When real world data reflect a patient population homogenous to those currently enrolling, these data are easier to combine and the comparison can proceed as any other comparative analysis. When there is heterogeneity, the historical data might have to be weighted to reflect the fact that the historical data are biased. The solution, in such cases, is to add weights to the historical datasets, using a Bayesian hierarchical model. Suppose we have two datasets, one which reflects the desired population and endpoint, the other which reflects the desired endpoint but not the population. The conclusions of the investigative study must account for the fact that the first dataset is giving us information more suited to the study’s needs. Statisticians would not treat these two datasets the same way. Weighting is therefore a technique which takes into greater account information from the data set better suited for the study.  

Bayesian Models

Bayesian models offer a flexible way of incorporating historical controls in the analysis of trial data (whether single arm and randomized). In the context of SCAs, one popular utilization of Bayesian models is Bayesian Dynamic Borrowing.  An SCA is constructed by combining data from newly enrolled patients in the control arm of the trial, with historical ones using Bayesian methods. This enables fewer patients to be enrolled into the control group and optimizes the use of data already collected.

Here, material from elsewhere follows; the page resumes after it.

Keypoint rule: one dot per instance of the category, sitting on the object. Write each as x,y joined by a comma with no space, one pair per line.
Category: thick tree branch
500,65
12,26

What is the ideal ratio for new to old patients, when constructing a synthetic control group? Using Bayesian Dynamic Borrowing, Dron et al., re-analysed a non-small cell lung cancer trial to discover that changes in ratio of new to historical patients have little effect on the statistical rigor of the trial. The original trial recruited 734 patients to the control arm. Dron et al.’s findings reveal that the trial could have enrolled 440 new patients, and still achieved similar results. While situations with heterogeneous historical datasets require more patients, even in what they viewed as high-risk combinations of historical and new enrollments, new enrollments decreased significantly. 

This approach can particularly create efficiencies in clinical trials as fewer patients are randomized to control than the experimental treatment, but to make up for the sparse control information, external controls supplement the strength of the concurrent control to provide the same statistical efficiency. Here the historical or external control datasets are incorporated via Bayesian prior, and the final control arm is constructed by enrolling some new patients into the study.

It should be noted that no statistical model can offset poor data quality. One of the key first steps, therefore, when considering building an SCA to support a single arm submission is the evaluation of the available data. Datasets should not be combined if a source of data for the SCA does not meet the needs of the comparison with the single arm trial results.  A continuous dialogue is needed between RWD, statistical and clinical development experts at the time of planning this part of the clinical development program.